Taliban dissolves Human Rights Commission, bans private security companies, saying these were no longer needed
The ministry also ordered companies to hand over their weapons, operation information, contracts signed in the last two decades, and a list of the people and organizations they guarded so far. Importantly, a number of firms were also providing security to foreign embassies and international aid groups operating in the country
Nine months after it captured power, Afghanistan’s de-facto rulers, the Taliban, has dissolved key state bodies, including the Human Rights Commission, arguing they were no longer needed in the country. Although the dissolution comes when the group announced its annual budget, these organizations had long stopped functioning since the regime change last year.
Last week, when the Taliban announced an annual budget of almost $500 million deficit, the ultra-conservative group made no allocations for a number of state organizations founded by the erstwhile US-backed Afghan government.

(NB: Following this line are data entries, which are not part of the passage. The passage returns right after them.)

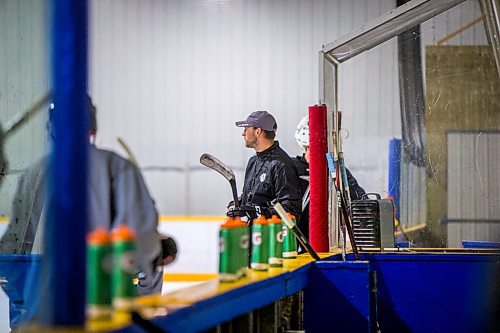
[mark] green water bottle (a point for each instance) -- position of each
(260, 242)
(275, 242)
(124, 268)
(289, 241)
(99, 266)
(233, 244)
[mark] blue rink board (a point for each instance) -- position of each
(417, 292)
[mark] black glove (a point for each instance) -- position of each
(168, 252)
(242, 211)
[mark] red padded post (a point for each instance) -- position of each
(318, 208)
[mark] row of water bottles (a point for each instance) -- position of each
(272, 242)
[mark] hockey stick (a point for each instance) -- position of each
(213, 163)
(343, 205)
(300, 236)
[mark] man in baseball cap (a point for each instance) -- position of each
(270, 174)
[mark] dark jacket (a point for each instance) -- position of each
(302, 166)
(271, 175)
(117, 194)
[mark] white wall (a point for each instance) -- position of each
(171, 77)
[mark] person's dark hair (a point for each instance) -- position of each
(270, 135)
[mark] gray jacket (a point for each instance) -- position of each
(117, 194)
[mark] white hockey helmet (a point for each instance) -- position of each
(302, 132)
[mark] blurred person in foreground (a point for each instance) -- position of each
(270, 174)
(302, 165)
(117, 194)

Many of these organizations were created to hold powerful accountability and increase transparency in the government.
"Because these departments were not deemed necessary and were not included in the budget, they have been dissolved," Innamullah Samangani, the Taliban government's deputy spokesman, said.
Among those organisations dissolved are the High Council for National Reconciliation (HCNR), the National Security Council, and the commission for overseeing the implementation of the Afghan constitution.
Significantly, the country’s Interior Ministry headed by the chief of the Haqqani Network, Sirajuddin Haqqani, released a separate order disbanding the operations of private security firms in the country.
The ministry also ordered companies to hand over their weapons, operation information, contracts signed in the last two decades, and a list of the people and organizations they guarded so far. Importantly, a number of firms were also providing security to foreign embassies and international aid groups operating in the country.
It was not immediately known how many people would get rendered unemployed by this disbanding and how these people were proposed to be rehabilitated.
Last year, soon after taking power, the Taliban also disbanded the Ministry of Women and converted it into the Ministry For Propagation of Virtue and Prevention for Vice, an infamous body known for enforcing moral policing, mainly restricting the rights of women.